Revolutions that leave their mark: Industry 4.0

Claudio Giardini

Claudio Giardini

Whenever we speak of revolutions, we imagine a great upheaval owing to which the revolution result overcomes and annuls what were our customary habits shortly before. It is the case of the “Copernican revolution”, of the “industrial revolution”, of peoples’ all revolutions: from the October one to the American and French. The etymology itself of the word confirms it: in Latin, revolutio -onis, in fact, means “upheaval, return “, derived from the verb revolvere “to reverse”.

Some situations of our future life (machines that move autonomously, equipped with intelligence, systems that communicate and interact with man trying to foresee his choices, customized products tailor-made, production systems that self-configure, ask for raw materials, book maintenance interventions …) were prerogative of some authors defined science fiction writers. Today it is no longer like that: the so-called “visionary” foresee, just through what is defined “the fourth industrial revolution”, a new manufacturing world whose foundations are defined by the higher and higher skills in collecting and managing data and information through an intelligence distributed in machines and manufacturing systems. Is that such a new thing? Not precisely: for several years now, machines have been interfaced one another or with a central system of data collection and analysis, equipping them with opportune sensors, but never like now, those that were highly advanced sporadic examples are becoming the normality of next years.

As you can read in the next pages, too, there are projects and indications provided by outstanding central governments about what is defined “Industry 4.0”.

Where are the previous revolutions hidden? The first dates back to the end of 1700 where the first looms were driven by steam machines, the second concerns the mass production starting, thanks to the use of the first electric motors in the second half of the nineteenth century and the third occurred at the beginning of the Seventies of last century due to the introduction of electronics and IT (information technology) that have allowed the first examples of production automation.

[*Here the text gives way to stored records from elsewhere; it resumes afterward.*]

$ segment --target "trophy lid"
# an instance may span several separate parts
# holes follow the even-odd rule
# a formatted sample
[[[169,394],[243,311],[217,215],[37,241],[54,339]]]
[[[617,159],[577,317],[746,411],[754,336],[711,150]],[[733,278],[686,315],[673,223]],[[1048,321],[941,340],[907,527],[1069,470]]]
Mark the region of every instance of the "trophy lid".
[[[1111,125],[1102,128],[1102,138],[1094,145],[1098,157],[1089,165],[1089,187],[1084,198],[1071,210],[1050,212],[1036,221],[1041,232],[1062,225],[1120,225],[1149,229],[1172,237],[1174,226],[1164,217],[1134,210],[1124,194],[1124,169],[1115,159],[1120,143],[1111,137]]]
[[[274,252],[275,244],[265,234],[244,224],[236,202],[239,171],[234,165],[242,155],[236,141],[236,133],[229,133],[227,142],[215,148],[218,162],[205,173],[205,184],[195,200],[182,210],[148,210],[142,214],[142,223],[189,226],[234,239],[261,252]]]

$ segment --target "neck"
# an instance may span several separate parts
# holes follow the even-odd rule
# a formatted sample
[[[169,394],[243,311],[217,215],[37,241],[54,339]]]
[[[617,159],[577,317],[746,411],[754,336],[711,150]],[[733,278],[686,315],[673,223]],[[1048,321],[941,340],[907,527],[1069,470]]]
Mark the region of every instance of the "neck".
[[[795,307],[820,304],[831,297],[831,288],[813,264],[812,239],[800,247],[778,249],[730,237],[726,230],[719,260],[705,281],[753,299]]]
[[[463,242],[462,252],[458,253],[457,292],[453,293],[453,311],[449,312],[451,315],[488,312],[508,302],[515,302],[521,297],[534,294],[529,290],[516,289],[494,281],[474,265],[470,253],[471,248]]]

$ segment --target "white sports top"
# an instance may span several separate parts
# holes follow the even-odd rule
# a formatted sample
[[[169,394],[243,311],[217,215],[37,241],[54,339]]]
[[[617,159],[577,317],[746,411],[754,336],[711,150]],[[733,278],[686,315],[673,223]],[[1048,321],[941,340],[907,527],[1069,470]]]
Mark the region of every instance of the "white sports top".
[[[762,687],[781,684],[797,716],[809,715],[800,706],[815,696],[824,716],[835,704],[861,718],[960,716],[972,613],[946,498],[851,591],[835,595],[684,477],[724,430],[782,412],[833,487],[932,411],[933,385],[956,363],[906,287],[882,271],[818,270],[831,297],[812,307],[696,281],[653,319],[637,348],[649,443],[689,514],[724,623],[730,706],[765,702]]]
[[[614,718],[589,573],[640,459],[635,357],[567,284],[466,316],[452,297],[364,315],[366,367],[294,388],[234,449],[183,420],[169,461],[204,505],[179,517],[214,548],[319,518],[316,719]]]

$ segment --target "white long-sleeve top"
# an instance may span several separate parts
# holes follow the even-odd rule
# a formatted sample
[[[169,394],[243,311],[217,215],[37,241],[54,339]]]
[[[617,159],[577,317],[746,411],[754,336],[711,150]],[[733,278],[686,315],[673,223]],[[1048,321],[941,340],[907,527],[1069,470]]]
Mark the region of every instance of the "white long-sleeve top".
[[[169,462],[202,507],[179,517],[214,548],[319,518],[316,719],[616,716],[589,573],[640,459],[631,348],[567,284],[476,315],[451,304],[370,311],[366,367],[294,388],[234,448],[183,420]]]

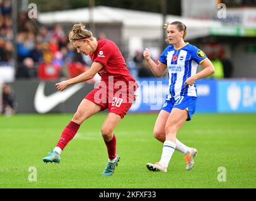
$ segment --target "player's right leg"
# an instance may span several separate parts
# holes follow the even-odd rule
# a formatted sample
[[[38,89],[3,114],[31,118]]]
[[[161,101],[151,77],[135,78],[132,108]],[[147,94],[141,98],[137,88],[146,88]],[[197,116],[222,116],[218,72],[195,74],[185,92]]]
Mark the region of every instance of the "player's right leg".
[[[158,118],[156,121],[156,123],[154,124],[153,131],[154,137],[161,143],[164,143],[165,141],[165,125],[169,116],[169,112],[166,110],[162,109],[159,113]],[[194,158],[195,156],[197,153],[196,149],[186,146],[181,141],[180,141],[177,138],[176,138],[175,149],[182,152],[185,155],[184,159],[187,162],[186,170],[191,170],[194,165]],[[156,171],[154,170],[154,164],[148,163],[147,168],[149,170]]]
[[[101,106],[87,99],[83,99],[73,116],[71,121],[63,130],[61,136],[54,150],[49,153],[49,156],[43,158],[45,163],[59,163],[61,154],[67,143],[74,138],[80,125],[86,119],[101,111]]]

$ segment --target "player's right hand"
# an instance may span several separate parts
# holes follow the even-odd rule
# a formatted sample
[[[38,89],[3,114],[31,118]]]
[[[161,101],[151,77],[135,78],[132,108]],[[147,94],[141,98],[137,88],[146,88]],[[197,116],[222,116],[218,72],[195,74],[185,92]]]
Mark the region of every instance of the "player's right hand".
[[[67,80],[62,81],[55,84],[56,88],[59,90],[63,90],[69,86],[69,84]]]
[[[150,53],[150,51],[149,49],[146,48],[143,52],[143,57],[147,61],[149,61],[151,58],[151,54]]]

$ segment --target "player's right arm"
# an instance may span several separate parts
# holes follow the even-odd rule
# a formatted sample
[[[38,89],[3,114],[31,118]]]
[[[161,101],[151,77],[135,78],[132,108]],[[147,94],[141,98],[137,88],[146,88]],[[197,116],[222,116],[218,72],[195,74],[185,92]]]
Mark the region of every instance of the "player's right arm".
[[[63,90],[71,85],[89,80],[93,79],[103,67],[102,63],[93,62],[88,70],[73,79],[57,83],[55,84],[56,88],[59,90]]]
[[[167,70],[166,66],[161,63],[160,63],[158,65],[154,63],[154,62],[151,59],[149,50],[146,48],[146,50],[144,51],[143,56],[148,62],[152,72],[156,77],[161,77],[163,74],[165,74]]]

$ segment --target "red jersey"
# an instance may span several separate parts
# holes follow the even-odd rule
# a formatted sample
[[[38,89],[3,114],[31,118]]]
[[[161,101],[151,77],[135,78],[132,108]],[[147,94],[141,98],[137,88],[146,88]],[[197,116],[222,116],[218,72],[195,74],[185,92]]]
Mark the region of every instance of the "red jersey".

The fourth, which we are experiencing, will be progressive like all previous ones but as inexorable (what plants are still steam-operated today or without electronic components?) and concerns the introduction of physical cyber-systems able to interact and to communicate one another with a good amount of smartness, to be able to take the right decisions at the right time and to make manufacturing systems as flexible as possible both in terms of response capability to the demands for products with variable volumes in time and of production of customized products upon single job order. Implications are manifold: systems that self-optimize, that autonomously order raw materials and that self-configure or independently ask for maintenance interventions. This is possible by supplying the right interfaces and by developing the suitable software but it is also enabled by the need of supplying machines with all those sensors and behavioural models that allow a forecast of the system operation.

I like examples and I resist the temptation neither in this case. Let us consider a car tire. Some years ago, to know if the inflation pressure was right, it was necessary to go to a petrol station and to measure the pressure. Today several cars are equipped with a sensor that reports the pressure value of all tires on the dashboard. This simultaneously frees us from making useless controls and from finding dangerously deflated tires because we forgot calling on the tire repairer. At each car starting, a signal warns us to provide for the correction of the situation judged anomalous. Our car is now full of sensors and several aspects of its operation are connected with signals coming from these sensors. A software manages this information and decides how to configure the car running (for instance the system that manages power and braking system to avoid losses of vehicle adhesion). More advanced the automated parking system that detects also elements outside the system. The next steps might consist in making machines dialogue one another to allow their autonomous operation, in which driving becomes a no longer necessary element, apart from determinate cases.

Sensors, systems of collection, processing and merging of information, intelligence and interfaces are then the current and next future challenges to allow our companies not only to remain competitive but also to take advantage of these more and more performing systems of holistic management of systems. An ending remark: we must distinguish between revolution and revolt. A revolt is an immediate action, not mediated and not managed. The revolution is, on the contrary, organized with opportune theories and ideologies driving it and making it a more complex and durable action in time.